For Bhatt, language is synonymous with the tongue, the physical act of speaking.

She has described Gujarati and the Indian childhood it connects her to as “the deepest layer of my identity”. However, English has become the language she speaks every day and which she, largely, chooses to write in.

The repercussions of this divided heritage are explored in her work, most explicitly in ‘Search for My Tongue’ which alternates between the two languages.

The complex status of English – its beauties and colonial implications – are also conveyed in the moving ironies of ‘A Different History’ and ‘Nanabhai Bhatt in Prison’ about her grandfather who read Tennyson to comfort himself during his incarceration by the British authorities. Such division finds geographical expression in poems which explore ideas of home (‘The One Who Goes Away’) and question our mental mapping of the world (‘How Far East is it Still East?’). It’s present too in her voice, with its musical melding of Indian and American inflections.

However, it’s in the non-verbal world of animals and plants that Bhatt finds a source of unity denied to humans except for the very young, as in her poem ‘The Stare’ in which the ‘monkey child’ and the ‘human child’ experience a moment of tender connection.

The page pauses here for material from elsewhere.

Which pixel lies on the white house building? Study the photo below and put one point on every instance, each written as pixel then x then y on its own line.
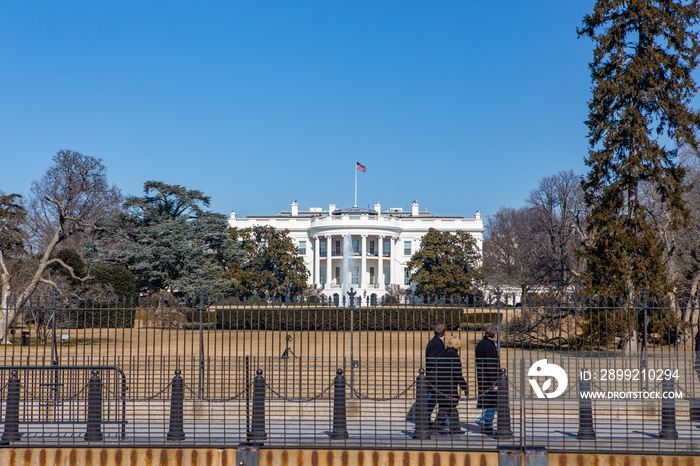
pixel 360 248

Perhaps it is this longing for unity which makes Bhatt’s writing so sensual; her poems are rich with the smell of garlic, the touch of bodies, the vibrant plumage of parrots. An intense colourist like the women artists who inspire some of these poems, Bhatt acknowledges that language splits us from experience but through the physical intensity of her writing brings us closer to it so that “the word/is the thing itself”.